Brumes poisseuses du Missouri, image exsangue et granuleuse, teinte cendre des mobile-homes et country dépressive au banjo en fond sonore. Dès les premières images, le cliché plombant de l’exotisme Sundance se pose sans complexe. Le pitch est tout aussi alarmant : une ado, dont le père est en prison pour trafic de drogues, doit élever seule ses frères et sœurs et s’occuper de sa mère handicapée. Lorsqu’elle apprend que son père a hypothéqué leur maison pour payer sa caution avant de disparaître dans la nature, la jeune femme mène sa propre enquête en interrogeant les dealers du coin. D’emblée, Debra Granik pointe l’actualité comme grande coupable de cette jeunesse abandonnée par ses pères : tout ça, finalement, c’est le résultat de la crise économique mondiale et ses répercussions sur le sacro-saint foyer yankee. Devant un tel postulat, il y avait de quoi redouter l’élégie de trop.

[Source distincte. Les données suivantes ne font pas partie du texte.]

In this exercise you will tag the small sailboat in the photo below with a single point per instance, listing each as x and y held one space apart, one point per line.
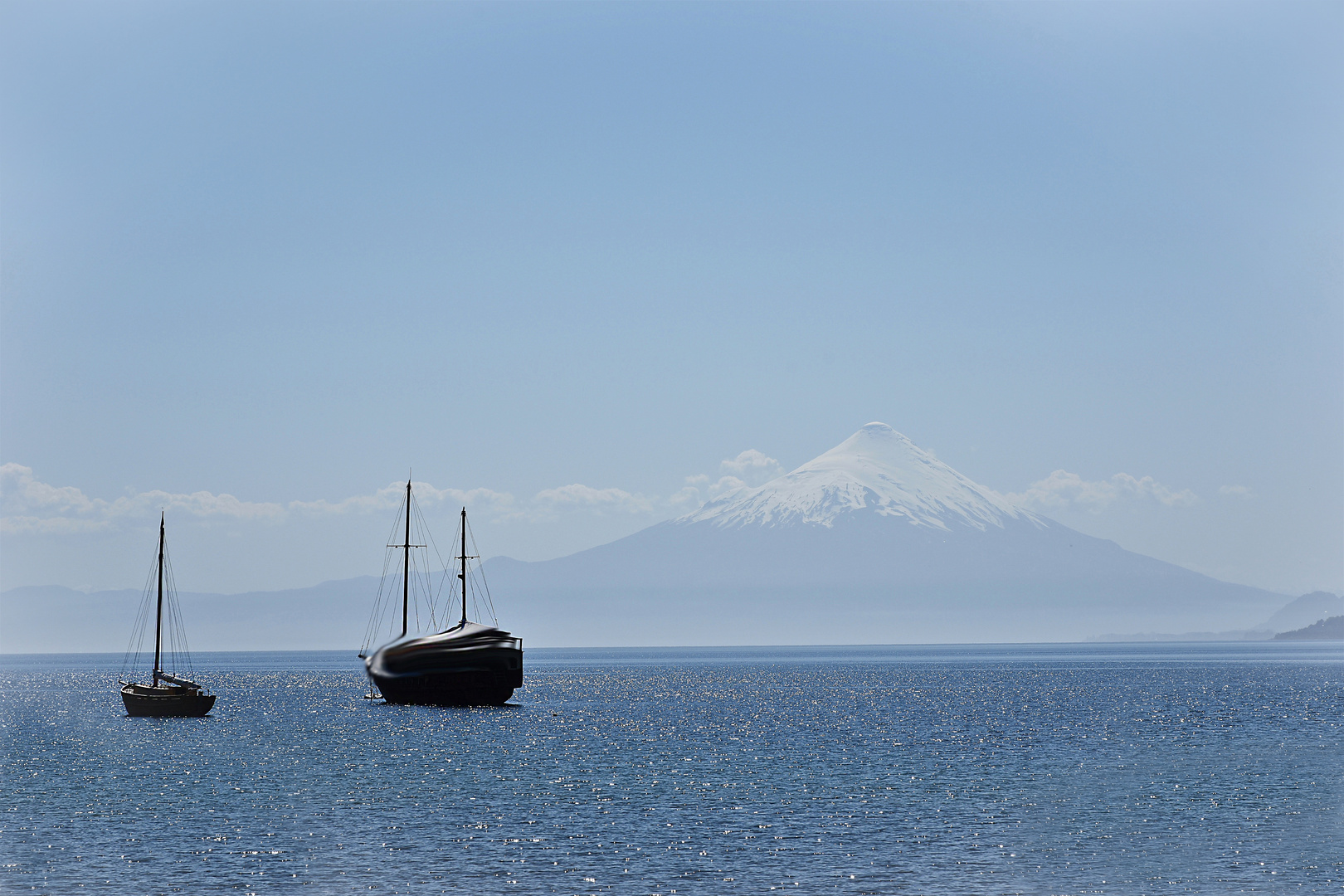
470 664
167 692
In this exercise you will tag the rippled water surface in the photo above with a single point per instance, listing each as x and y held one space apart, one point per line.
1064 768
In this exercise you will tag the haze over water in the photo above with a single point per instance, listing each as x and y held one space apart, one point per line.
1081 768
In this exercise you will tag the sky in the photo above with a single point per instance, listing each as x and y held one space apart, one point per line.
572 265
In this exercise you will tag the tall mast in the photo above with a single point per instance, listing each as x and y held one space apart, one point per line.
464 567
407 563
158 620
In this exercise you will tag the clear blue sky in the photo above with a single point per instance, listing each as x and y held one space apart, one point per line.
285 251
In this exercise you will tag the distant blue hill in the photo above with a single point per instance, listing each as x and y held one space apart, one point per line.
875 542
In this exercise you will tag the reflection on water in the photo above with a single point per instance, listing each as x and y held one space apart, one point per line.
1075 768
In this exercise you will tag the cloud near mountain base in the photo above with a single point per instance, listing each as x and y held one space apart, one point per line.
1064 490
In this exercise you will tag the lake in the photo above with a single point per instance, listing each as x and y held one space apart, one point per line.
979 768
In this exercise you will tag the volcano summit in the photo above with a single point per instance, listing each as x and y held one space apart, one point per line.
874 542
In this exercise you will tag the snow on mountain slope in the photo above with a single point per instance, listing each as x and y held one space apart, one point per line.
875 469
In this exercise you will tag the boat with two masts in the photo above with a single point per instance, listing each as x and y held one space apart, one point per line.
470 664
168 692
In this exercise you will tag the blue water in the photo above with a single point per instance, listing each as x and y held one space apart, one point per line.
1057 768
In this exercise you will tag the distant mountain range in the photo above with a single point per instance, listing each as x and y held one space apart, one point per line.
877 540
874 542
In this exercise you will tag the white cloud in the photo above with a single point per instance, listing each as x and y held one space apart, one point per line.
569 497
747 469
30 505
390 497
1064 490
752 466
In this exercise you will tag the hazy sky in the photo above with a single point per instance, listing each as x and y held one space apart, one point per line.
260 260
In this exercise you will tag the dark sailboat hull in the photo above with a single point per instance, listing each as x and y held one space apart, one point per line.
143 700
479 668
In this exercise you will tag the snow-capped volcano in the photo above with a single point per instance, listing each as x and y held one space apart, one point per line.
877 469
877 540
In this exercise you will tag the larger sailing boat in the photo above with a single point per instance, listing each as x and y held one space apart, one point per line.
470 664
167 694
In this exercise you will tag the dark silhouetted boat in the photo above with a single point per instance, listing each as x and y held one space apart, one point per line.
466 665
167 692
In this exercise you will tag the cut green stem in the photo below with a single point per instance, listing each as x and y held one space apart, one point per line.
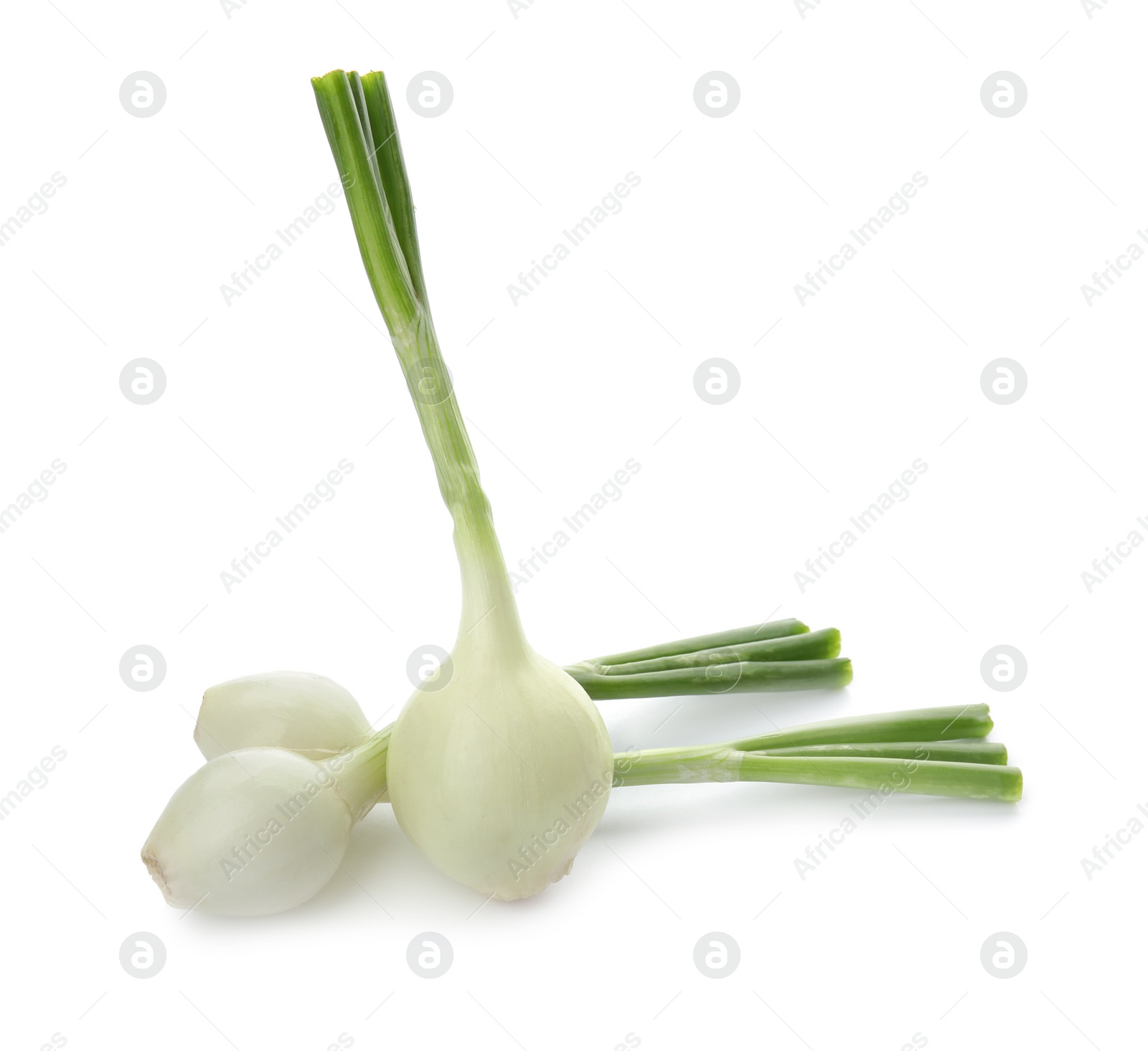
806 646
717 641
743 677
885 776
367 166
922 724
950 752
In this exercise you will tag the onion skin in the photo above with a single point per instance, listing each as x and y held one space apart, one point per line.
304 712
250 833
502 776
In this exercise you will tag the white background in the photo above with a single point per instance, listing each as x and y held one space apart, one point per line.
264 396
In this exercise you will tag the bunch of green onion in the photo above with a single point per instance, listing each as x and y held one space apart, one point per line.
501 776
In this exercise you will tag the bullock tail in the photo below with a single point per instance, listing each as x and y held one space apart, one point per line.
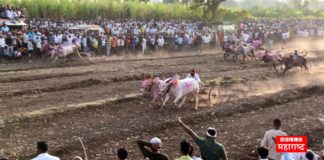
84 149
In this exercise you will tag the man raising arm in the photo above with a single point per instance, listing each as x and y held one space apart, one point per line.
209 148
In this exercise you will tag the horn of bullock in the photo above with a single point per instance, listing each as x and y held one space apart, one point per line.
163 78
305 54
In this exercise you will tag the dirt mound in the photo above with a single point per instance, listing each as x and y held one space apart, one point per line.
72 85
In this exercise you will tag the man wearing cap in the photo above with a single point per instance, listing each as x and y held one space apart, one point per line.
42 149
155 145
209 148
269 140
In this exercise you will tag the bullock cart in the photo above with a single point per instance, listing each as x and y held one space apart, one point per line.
211 93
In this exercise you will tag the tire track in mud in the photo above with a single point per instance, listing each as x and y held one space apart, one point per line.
110 61
43 77
131 127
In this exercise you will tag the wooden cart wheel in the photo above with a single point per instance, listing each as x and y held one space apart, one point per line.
213 96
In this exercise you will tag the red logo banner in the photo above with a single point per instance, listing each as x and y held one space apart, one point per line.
291 144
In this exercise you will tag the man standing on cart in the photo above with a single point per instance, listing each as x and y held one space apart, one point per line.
195 76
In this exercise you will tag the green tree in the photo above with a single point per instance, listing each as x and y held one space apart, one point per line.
209 6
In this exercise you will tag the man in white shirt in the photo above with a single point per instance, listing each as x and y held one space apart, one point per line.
309 155
195 76
268 140
42 149
263 153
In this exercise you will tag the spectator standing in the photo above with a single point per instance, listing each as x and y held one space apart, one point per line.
42 149
155 145
268 140
263 153
185 148
143 43
2 44
209 148
108 45
192 156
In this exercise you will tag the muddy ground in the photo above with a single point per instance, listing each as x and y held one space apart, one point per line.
100 102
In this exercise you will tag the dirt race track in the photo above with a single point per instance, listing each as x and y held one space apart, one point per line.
100 102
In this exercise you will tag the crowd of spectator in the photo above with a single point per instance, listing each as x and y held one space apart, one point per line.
210 149
146 36
271 31
11 12
117 36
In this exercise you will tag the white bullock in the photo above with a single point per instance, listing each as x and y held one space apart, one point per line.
179 89
64 51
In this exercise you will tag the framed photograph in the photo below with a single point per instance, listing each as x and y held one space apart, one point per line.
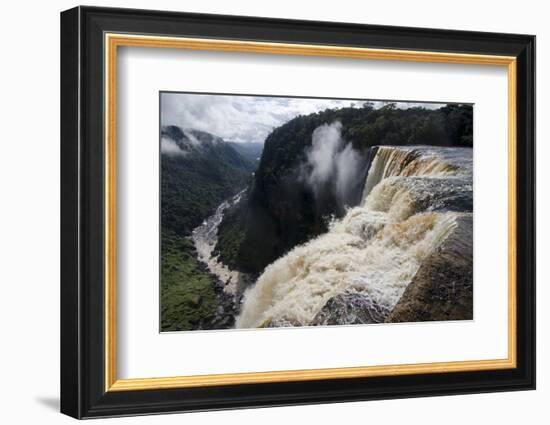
261 212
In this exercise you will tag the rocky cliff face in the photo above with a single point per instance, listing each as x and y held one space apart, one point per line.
442 289
298 186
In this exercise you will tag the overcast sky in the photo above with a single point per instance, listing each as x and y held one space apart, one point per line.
245 118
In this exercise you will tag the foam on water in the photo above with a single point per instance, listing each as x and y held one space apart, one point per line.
376 248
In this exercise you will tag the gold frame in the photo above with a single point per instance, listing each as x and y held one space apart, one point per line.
113 41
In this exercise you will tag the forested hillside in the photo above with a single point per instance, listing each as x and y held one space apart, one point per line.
313 167
198 171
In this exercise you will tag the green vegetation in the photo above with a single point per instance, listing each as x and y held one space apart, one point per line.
282 211
231 234
188 299
193 183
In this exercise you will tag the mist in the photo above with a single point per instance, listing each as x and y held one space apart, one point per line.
169 147
332 164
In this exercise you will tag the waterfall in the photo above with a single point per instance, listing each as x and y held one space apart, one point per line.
411 199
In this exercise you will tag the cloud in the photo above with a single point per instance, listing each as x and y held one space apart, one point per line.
243 118
169 147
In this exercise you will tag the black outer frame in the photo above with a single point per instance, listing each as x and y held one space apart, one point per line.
82 206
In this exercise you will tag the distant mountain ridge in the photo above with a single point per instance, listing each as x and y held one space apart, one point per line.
287 204
198 172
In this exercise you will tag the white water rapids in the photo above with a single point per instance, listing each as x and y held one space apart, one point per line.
377 247
205 238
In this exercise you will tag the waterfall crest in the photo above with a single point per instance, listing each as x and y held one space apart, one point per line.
411 199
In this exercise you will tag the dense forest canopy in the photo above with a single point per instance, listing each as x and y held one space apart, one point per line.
282 210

Mais, heureuse surprise, Winter’s bone est de ces films qui savent trouver un second souffle, dès qu’ils abandonnent leurs tocs de bêtes à concours. S’il traite de l’adolescence traumatique, le film abandonne vite le portrait générationnel pour lui préférer la voie d’une enquête-Cluedo en milieu narcotrafiquant. Plus paradoxal : le film s’affranchit même de son background social. Si cette fameuse crise plane effectivement comme une atmosphère viciée, la cinéaste s’épargne heureusement toute tentation documentarisante à l’emporte-pièce sur le milieu redneck, son bayou et son défilé de trognes post-Delivrance (à l’inverse d’une aberration comme White lightnin’).

Schizophrène, le film l’est sûrement. Il peut d’ailleurs rebuter par cette manie de funambule à trouver lentement son équilibre entre maniérisme indie et ampleur romanesque. Une fois délestée de sa coquetterie néoréaliste, cette vision de l’americana profonde bascule vers une dimension onirique plus appropriée. L’absence du père fantôme (la meilleure idée du film), sert finalement de McGuffin pour emprunter la voie d’un vrai classicisme hollywoodien. Difficile, au final, de ne pas rapprocher le film d’un pur polar (pour sa galerie de personnages secondaires, tous excellents), voire même du western fordien, devant cette obstination aveugle de l’héroïne à mener son enquête jusqu’au déchirement identitaire.

N’allons pas trop vite en besogne : Winter’s bone n’est pas beaucoup plus, au bout du compte, qu’une honorable fiction référencée. Mais quand il préfère contempler son héroïne comme une icône de celluloïd (très belle découverte de Jennifer Lawrence) plutôt qu’un échantillon de plus de la jeunesse white trash, Winter’s bone révèle une indéniable grâce.